Der russische Bariton Evgeny Nikitin, 38, wird also wie geplant eine Rolle in der Wagner-Oper singen. Nicht an diesem Mittwoch in Bayreuth und nicht die Partie des Fliegenden Holländers, sondern er wird im Herbst an der Bayerischen Staatsoper als Friedrich von Telramund in "Lohengrin" auftreten. Das teilte am Dienstag die Bayerische Staatsoper mit. Den Umgang der Familie Wagner mit dem tätowierten Sänger kommentierte Intendant Nikolaus Bachler in einer Stellungnahme, die man emotional nennen könnte, wäre sie in der Sache nicht so konsequent: "Dass die Torheit eines 16-jährigen Rocksängers (...) ausgerechnet nun von der Wagner-Familie geahndet wird, finde ich verlogen. Man zeigt offenbar mit dem Finger auf jemanden anderen, weil man mit der eigenen Geschichte ein Problem hat."
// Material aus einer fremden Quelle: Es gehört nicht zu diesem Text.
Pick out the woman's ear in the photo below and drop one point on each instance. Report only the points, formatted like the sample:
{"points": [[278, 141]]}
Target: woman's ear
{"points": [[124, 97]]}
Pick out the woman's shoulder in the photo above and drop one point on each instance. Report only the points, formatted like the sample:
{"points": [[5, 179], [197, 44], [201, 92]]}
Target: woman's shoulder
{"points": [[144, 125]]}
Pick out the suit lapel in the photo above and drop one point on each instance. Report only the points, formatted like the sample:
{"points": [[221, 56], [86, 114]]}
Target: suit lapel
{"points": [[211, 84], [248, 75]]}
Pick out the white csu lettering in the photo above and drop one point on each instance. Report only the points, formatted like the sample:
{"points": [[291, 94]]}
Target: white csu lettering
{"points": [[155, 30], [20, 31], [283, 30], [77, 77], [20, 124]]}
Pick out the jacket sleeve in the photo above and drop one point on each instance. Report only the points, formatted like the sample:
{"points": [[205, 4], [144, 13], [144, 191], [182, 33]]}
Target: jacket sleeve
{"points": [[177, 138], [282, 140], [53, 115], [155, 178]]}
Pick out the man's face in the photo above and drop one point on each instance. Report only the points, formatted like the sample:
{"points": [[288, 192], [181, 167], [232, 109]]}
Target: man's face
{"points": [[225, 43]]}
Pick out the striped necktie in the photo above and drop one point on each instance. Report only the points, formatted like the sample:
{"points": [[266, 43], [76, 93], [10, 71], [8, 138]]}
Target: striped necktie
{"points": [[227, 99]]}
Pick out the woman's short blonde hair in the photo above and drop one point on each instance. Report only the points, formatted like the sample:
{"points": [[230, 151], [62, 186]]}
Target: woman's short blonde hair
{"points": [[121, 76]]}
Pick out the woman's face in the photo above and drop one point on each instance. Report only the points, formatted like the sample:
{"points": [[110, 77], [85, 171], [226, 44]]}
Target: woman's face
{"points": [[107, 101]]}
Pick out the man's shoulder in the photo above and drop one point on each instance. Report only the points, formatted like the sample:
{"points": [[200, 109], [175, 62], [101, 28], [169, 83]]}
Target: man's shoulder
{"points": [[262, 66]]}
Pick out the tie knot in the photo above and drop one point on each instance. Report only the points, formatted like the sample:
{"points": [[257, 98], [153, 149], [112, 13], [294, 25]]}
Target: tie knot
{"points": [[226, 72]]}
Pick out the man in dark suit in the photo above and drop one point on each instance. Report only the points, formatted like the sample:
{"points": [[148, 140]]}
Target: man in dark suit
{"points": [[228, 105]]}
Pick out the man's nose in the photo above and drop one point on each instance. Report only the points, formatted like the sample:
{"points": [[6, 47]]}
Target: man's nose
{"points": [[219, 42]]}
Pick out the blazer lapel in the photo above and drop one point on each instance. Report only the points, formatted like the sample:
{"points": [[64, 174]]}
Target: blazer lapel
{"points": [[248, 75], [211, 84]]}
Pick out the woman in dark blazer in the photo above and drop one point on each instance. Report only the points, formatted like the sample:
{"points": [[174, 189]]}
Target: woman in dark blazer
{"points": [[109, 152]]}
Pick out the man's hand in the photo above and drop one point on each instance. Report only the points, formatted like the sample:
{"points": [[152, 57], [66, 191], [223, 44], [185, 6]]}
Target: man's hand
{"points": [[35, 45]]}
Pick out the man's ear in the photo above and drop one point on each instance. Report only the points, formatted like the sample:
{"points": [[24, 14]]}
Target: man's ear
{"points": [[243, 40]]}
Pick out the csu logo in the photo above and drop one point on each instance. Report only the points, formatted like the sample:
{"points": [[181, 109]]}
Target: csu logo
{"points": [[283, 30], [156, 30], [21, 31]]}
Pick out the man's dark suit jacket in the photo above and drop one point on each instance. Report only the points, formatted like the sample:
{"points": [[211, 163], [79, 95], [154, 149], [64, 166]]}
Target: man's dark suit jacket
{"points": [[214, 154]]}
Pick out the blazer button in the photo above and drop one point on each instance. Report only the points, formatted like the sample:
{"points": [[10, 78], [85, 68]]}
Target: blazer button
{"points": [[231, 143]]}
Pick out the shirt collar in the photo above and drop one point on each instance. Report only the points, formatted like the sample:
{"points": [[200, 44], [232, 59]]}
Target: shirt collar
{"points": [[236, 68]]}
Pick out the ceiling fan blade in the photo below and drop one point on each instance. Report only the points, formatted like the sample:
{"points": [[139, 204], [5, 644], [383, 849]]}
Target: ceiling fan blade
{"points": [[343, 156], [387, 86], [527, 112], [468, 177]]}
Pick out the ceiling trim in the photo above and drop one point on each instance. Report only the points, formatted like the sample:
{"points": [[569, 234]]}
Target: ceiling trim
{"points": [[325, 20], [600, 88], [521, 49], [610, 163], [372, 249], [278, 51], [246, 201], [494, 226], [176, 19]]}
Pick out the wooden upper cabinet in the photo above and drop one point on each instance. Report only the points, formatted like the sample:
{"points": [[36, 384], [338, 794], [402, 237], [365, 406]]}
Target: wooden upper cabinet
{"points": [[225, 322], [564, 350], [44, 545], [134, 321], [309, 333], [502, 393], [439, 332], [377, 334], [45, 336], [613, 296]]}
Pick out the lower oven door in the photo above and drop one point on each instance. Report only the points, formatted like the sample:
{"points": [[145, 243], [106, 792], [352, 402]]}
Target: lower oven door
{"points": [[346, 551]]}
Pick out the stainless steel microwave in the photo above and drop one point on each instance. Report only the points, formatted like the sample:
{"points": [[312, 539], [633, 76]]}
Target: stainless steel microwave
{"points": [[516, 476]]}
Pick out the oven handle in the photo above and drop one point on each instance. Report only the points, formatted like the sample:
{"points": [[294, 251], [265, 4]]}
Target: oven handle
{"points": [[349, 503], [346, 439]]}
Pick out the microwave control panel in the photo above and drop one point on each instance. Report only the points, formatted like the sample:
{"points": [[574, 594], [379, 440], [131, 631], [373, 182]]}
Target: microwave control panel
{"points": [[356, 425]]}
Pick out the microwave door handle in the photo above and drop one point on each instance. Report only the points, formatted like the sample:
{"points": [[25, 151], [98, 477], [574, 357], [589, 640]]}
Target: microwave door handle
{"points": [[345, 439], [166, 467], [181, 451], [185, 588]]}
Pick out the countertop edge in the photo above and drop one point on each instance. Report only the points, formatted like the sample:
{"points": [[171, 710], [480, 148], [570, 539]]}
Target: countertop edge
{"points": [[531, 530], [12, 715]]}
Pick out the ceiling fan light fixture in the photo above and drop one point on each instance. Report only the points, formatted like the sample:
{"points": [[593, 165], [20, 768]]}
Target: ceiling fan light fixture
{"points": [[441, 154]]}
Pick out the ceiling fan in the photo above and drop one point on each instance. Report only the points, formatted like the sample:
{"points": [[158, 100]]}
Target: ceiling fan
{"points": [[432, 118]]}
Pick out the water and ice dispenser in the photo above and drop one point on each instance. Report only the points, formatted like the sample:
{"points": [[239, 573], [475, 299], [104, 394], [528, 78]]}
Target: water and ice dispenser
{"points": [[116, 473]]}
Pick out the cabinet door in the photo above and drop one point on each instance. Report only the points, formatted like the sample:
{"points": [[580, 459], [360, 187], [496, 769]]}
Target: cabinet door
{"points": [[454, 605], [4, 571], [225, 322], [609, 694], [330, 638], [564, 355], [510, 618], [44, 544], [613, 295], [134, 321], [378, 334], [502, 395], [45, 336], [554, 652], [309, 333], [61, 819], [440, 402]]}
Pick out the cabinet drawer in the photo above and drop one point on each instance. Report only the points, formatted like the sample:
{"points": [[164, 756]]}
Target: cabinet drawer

"Ich habe nicht auf dem Konservatorium studiert, um später Deos zu verkaufen." Evgeny Nikitin als Schlagzeuger.  (Foto: Kanal Kultura/dpa)

Nikolaus Bachler teilt nicht nur dem Wagner-Publikum mit, dass sein Spielplan unverändert bleibt. Er legt nicht nur den eigenen großen Zeigefinger in eine sehr alte, sehr deutsche Wunde. Er trifft auch als erster eine Entscheidung, die nun viele Intendanten auf der Welt werden treffen müssen. Nikitin fallen lassen - oder weiterhin auf die Bühne holen? Denn Nikitin ist ein aufsteigender Weltstar, schlimmer noch: er ist ein aufsteigender Weltstar mit einer so genannten "dunklen Vergangenheit", die den Aufstieg von Stars meistens je mehr beschleunigt desto dunkler sie wirkt, vorausgesetzt sie bleibt im Dunkeln. Bei Nikitin glaubt die Bayreuther Festspielleitung dank Bild und ZDF das entscheidende, das absolut inakzeptable Stückchen Dunkelheit ans Licht gezerrt zu haben.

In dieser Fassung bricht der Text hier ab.